The next best outcome was for Chinese, where 59.1 per cent of students received an A – that was only the case for 7.3 per cent of students studying English as an Additional Language – followed by English and Literature Extension (56.4 per cent).

In Spanish, 48.8 per cent of students received an A, with some subjects attracting fewer students than others.

However, the lowest proportion of As was in basic Essential Mathematics (6.8 per cent) and Essential English (6.9 per cent), Science in Practice (8.4 per cent) and Engineering Skills (9.7 per cent).

It is difficult to compare the subject results to previous years or other jurisdictions, and there is limited data to allow for analysis of overall outcomes. In parliament today, Education Minister Grace Grace said the reporting of statistics on Year 12 outcomes had changed along with the system itself.

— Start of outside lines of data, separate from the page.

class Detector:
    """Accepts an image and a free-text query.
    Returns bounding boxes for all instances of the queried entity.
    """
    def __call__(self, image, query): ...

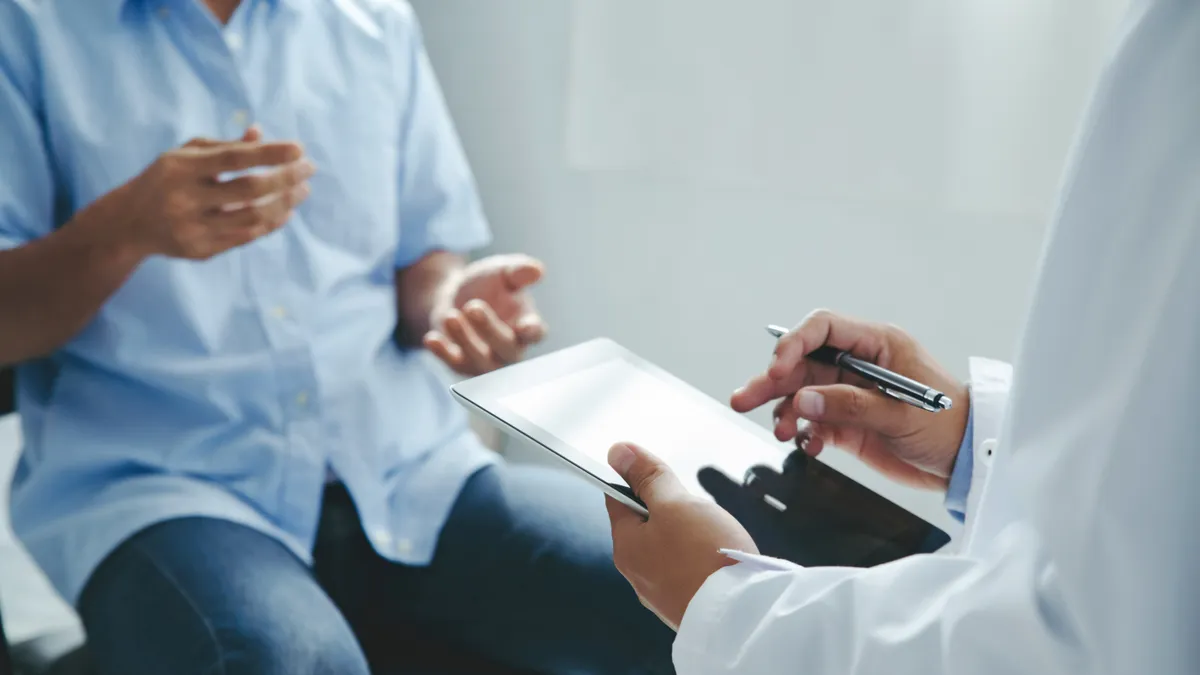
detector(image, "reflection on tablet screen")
[500,359,948,567]
[500,359,785,495]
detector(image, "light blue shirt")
[0,0,491,602]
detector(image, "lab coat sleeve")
[674,359,1081,675]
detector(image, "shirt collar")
[110,0,299,20]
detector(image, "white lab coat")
[674,0,1200,675]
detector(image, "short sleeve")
[0,0,54,249]
[396,11,491,268]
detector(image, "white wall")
[413,0,1123,522]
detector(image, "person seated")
[0,0,672,675]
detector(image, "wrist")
[88,183,161,264]
[68,189,155,267]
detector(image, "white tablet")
[451,339,949,567]
[451,339,791,514]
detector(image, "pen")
[767,325,954,412]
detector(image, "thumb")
[502,256,546,293]
[608,443,688,504]
[793,384,912,435]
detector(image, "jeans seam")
[133,542,228,675]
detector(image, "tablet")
[451,339,949,566]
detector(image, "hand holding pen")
[731,311,970,489]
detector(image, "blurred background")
[0,0,1126,641]
[413,0,1126,527]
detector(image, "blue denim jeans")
[79,465,673,675]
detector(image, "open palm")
[424,255,546,375]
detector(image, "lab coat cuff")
[673,554,800,675]
[960,357,1013,527]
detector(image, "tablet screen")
[500,358,787,495]
[455,340,949,567]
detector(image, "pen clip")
[880,386,942,412]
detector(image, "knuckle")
[844,388,870,419]
[800,307,838,325]
[881,323,912,344]
[217,150,241,171]
[238,175,268,199]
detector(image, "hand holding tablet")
[451,339,948,565]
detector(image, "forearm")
[396,251,467,347]
[0,190,145,364]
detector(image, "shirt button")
[979,438,996,466]
[371,527,391,549]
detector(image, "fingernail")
[608,443,637,476]
[796,390,824,419]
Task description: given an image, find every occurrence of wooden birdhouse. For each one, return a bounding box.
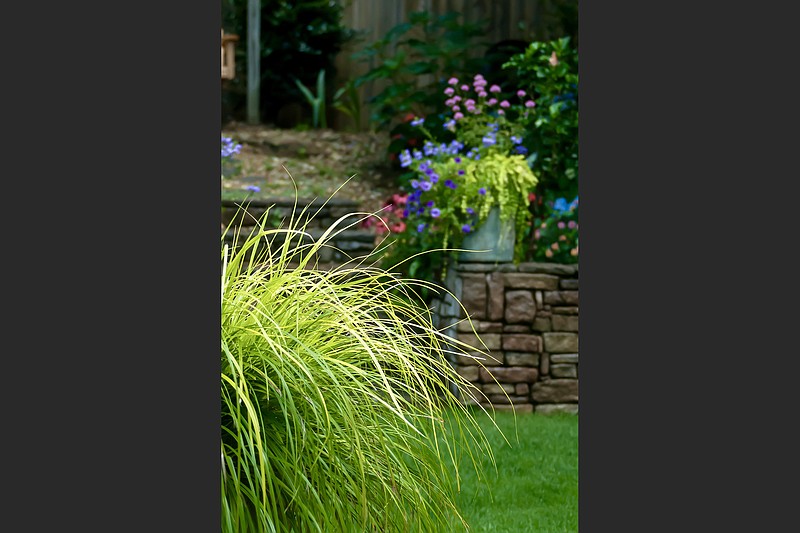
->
[222,30,239,80]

“These resilient young people have been pioneers throughout their school years as the state’s first full cohort of Prep students, the first Year 7s to attend high schools, and the first to complete Year 12 and receive an ATAR last year during a global pandemic,” Grace said.

Grace paid tribute to the state’s highest academic achiever, Vishaak Gangasandra, who achieved straight As in seven senior subjects including an overall mark of 100 per cent in English, maths and physics. After graduating from The Southport School, Gangasandra enrolled in Biotechnology and Medicine at the University of Queensland.